4. Account Information. AGIS shall provide to the Company:
(a) daily confirmations of Account activity mailed within two Business
Days after each day on which a purchase or redemption of Shares is
effected for the particular Account.
(b) quarterly statements detailing activity in each Account within fifteen
Business Days after the end of each quarter.
(c) such other reports as may be reasonably requested by the Company. In
addition, the Company will have on-line remote access to Account
information in order to confirm transactions on a daily basis.
5. Prospectus and Proxy Materials.
(a) AGIS shall provide to the shareholder of record on behalf of the Plans
copies of the proxy materials, periodic fund reports to shareholders
and other materials that are required by law to be sent to the Funds'
shareholders. In addition, AGIS or its affiliates shall provide the
Company with a sufficient quantity of prospectuses of the Funds to be
used in conjunction with the transactions contemplated by this
Agreement, together with such additional copies of the Funds'
prospectuses as may be reasonably requested by the Company. If a Plan
provides for pass-through voting by its Participants, or if the
Company determines that pass-through voting is required by law, AGIS
will provide the Company with a sufficient quantity of proxy materials
for each Participant.
(b) The cost of preparing, printing and shipping of the prospectuses,
proxy materials, periodic fund reports and other materials of the
Funds to the Company shall be paid by AGIS or its agent; provided,
however, that if at any time AGIS or its agent reasonably deems the
usage by the Company or a Plan of such items to be excessive, it may,
prior to the delivery of any quantity of materials in excess of what
it deems reasonable, request that the Company or the Plan, as the case
may be, demonstrate the reasonableness of such usage. If AGIS believes
the reasonableness of such usage has not been adequately demonstrated,
it may request that the party responsible for such excess usage pay
the cost of printing (including press time) and delivery of any excess
copies of such materials. Unless the Company or the Plan, as the case
may be, agrees to make such payments, AGIS may refuse to supply
additional materials and this section shall not be interpreted as
requiring delivery by AGIS of any copies in excess of the number of
copies required by law.
(c) The cost of any distribution of prospectuses, proxy materials,
periodic fund reports and other materials of the Funds to the Plan or
its Participants shall be paid by either the Company, the Plan, or the
Plan sponsor, as determined by the Company's agreement with the Plan,
and shall not be the responsibility of AGIS.
6. Compensation and Expenses.
(a) The Company, the trustee or other designee of a Plan shall be the sole
shareholder of Fund shares purchased for the Plan pursuant to this
Agreement (the "Record Owner"). The Record Owner shall properly
complete any applications or other forms required by AGIS.
(b) AGIS acknowledges that it will derive a substantial savings in
administrative expenses, such as a reduction in expenses related to
postage, shareholder communications and recordkeeping, by virtue of
having a single shareholder account per Fund for the Plan rather than
having each Participant as a shareholder.

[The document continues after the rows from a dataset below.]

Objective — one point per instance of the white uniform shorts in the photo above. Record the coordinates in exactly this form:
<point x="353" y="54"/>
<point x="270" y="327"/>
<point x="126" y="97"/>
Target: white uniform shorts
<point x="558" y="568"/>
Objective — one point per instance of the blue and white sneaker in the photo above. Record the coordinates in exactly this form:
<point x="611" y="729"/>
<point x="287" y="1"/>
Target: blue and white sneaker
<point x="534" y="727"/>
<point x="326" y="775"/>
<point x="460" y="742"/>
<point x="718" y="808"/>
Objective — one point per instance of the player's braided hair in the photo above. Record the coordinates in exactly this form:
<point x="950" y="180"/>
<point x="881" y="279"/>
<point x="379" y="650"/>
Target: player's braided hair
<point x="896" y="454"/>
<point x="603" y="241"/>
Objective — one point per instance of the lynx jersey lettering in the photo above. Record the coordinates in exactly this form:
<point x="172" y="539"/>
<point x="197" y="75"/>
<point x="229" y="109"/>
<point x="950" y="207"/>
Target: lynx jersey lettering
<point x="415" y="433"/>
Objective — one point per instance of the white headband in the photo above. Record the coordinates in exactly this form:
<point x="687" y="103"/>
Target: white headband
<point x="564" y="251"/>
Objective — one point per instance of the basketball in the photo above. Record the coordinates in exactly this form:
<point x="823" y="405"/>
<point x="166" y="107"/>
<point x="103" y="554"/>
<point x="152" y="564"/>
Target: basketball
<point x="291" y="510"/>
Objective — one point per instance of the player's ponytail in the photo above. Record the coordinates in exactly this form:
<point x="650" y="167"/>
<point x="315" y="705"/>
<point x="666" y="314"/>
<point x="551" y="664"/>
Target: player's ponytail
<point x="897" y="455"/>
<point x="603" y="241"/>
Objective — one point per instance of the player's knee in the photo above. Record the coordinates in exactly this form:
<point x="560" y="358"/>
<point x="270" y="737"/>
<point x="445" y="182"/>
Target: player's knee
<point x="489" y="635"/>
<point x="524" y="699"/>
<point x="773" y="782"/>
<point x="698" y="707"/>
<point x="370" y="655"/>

In consideration of the
Administrative Services and performance of all other obligations under
this Agreement by the Company, AGIS will pay the Company a fee (the
"Administrative Services Fee") equal to the applicable per annum
amount per Fund specified in Attachment A hereto.
(c) It is agreed that the Administrative Services Fee provided under this
Section 6 shall be payable by AGIS in its capacity as the shareholder
servicing agent of the Fund out of its shareholder servicing fee. The
parties agree that the payments by AGIS to the Company are for
administrative services only and do not constitute payment in any
manner for investment advisory services or for costs of distribution.
(d) The Company will calculate the amount of the payment to be made
pursuant to this Section 6 at the end of each calendar quarter and
will send a statement to AGIS showing the calculation of the amounts
to be paid by AGIS for the relevant month and such other supporting
data as may be reasonably requested by AGIS, including the information
specified in Attachment C. Upon verification of the amounts owed by
AGIS pursuant to this Agreement, AGIS shall make payment to the
Company within 30 days thereafter. The payment shall be made to the
Company's broker-dealer affiliate, OneAmerica Securities, Inc. The
check for payment should be mailed to:
____________________________
____________________________
___________________________
Att: ________________________
____________________________
(e) Notwithstanding the foregoing, AGIS shall not pay a fee to the Company
under this Agreement if the Company or any other party is receiving
payment for similar administrative and shareholder services with
respect to the same assets.
7. Representations.
(a) The Company represents that it is authorized under an agreement with
each Plan to implement the investment of Plan assets in the name of
the Plan in shares of the Funds as directed by Participants, and to
provide the Administrative Services for such Plan consistent with the
terms of this Agreement, and that it has full power and authority to
enter into and perform this Agreement. The Company also hereby
represents that it will promptly notify AGIS in the event that the
Company is for any reason unable to perform any of its obligations
under this Agreement. Further, the Company represents that any Order
transmitted to AGIS under this Agreement relates to a qualified
defined contribution employee group benefit plan. The Company
represents and warrants that the Administrative Services Fees payable
under this Agreement and received by the Company are for
administrative and recordkeeping services only and not for the costs
of distribution.
(b) AGIS represents that it has full power and authority to enter into and
perform this Agreement. AGIS also hereby represents that it will
promptly notify the Company in the event that AGIS is for any reason
unable to perform any of its obligations under this Agreement.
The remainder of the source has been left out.